JAKARTA – Soni Eranata alias Ustad Maaher At-Thuawailibi ditangkap oleh Bareskrim Polri di kediamannya di Bogor Jawa Barat pada Kamis (3/12), pagi sekitar pukul 04.00 WIB.

Maaher ditangkap atas dugaan ujaran kebencian di media sosial. Dalam surat penangkapan bernomor SP.Kap/184/XII/2020/Dittipidsiber, Maaher At-Thuailibisudah disebut sebagai tersangka.

Pakar hukum tata negara, Refly Harun menilai, penguasa saat ini bermasalah dalam menegakan Undang-undang Informasi Transaksi Elektronik (UU- ITE). Sebab maksud dari UU ITE itu adalah untuk melindungi warga negara dari kejahatan melalui dunia cyber.

“Misalnya tipu menipu, tapi yang terjadi justru jadi alat ampuh bagi penguasa untuk membungkam lawan politiknya membungkam orang yang kritis,” ujar Refly Harun dikutip dari chanel YouTubenya, Jumat (4/12).

Dia menjelaskan, negara ini akan menjadi negara yang tertutup jika para pengkritik dibungkam, dianggap menyebar kebencian dan provokasi.

“Misalnya atas fenomena ITE ini lalu dianggap menyebarkan kebencian atau memprovokasi, kan sulit kita. Maka negara ini akan menjadi negara yang tertutup,” ungkap Refly.

Terkait kasus Ustad Maaher, Refly Harun mempertanyakan langkah kepolisian yang tidak menggunakan langkah-langkah rekonsiliasi. Menurutnya, seharusnya Maaher terlebih dahulu diperiksa sebagai saksi atas lapor tersebut. Jika memungkinkan sebagai tersangka, maka dijadikan tersangka.

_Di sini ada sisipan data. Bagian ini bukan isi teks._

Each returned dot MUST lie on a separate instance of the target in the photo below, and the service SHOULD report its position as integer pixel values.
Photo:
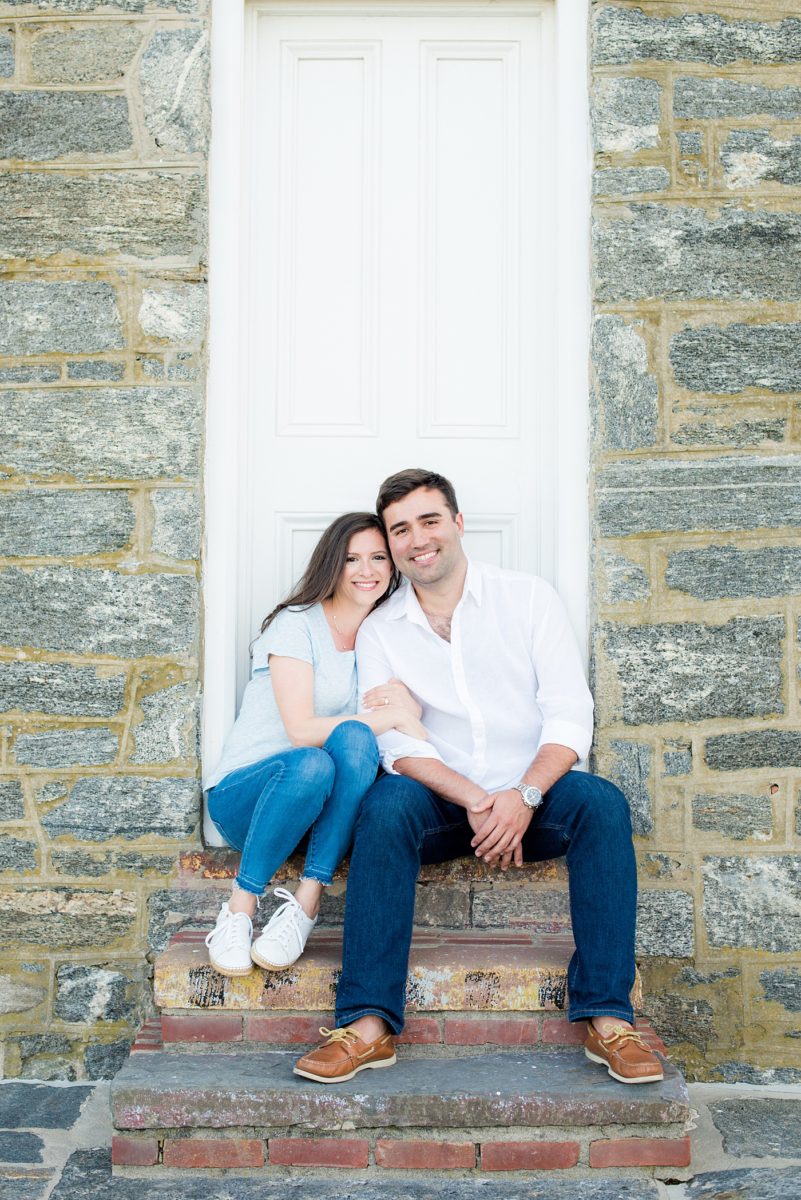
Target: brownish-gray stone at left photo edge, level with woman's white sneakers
(59, 917)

“Pakah iya, perlu ditangkap, apakah tidak diperiksa terlebih dulu baru dinyatakan sebagai tersangka kalau memang pantas dijadikan tersangka?

Apakah pendekatan tidak pendekatan perdata saja. Kalau ada orang yang mengadu ke Bareskrim, ya tinggal direkonsiliasi, dipanggil orang yang diadukan lalu direkonsiliasi, nih ada pengaduan, apakah kalian mau saling memaafkan atau tidak,” ucap Refly Harun.

Dia menilai, jika penegak hukum langsung main tangkap, maka negara seperti campur tangan dalam konflik antar sesama anak bangsa. “Nah ini berbahaya, karena negara bisa subjektif dalam melakukan tindakan,” katanya.

Refly mengatakan, ada berbagai macam kasus ujaran kebencian yang saat ini belum diproses hukum. Misalnya dari beberapa konten pengguna media sosial yang dianggap dekat dengan penguasa.

“Kita lihat konten penghinaan si A, yang langsung ditangkap dengan konten yang lainnya mungkin jauh lebih keras kontennya. Tapi konten ini dianggap dilindungi oleh kekuasaan atau orang yang melakukan adalah orang yang besar sehingga tidak bisa diadukan maka yang terjadi adalah diskriminasi penegakan hukum. Apalagi ini sifatnya delik aduan,” papar Refly Harun. (dal/fin).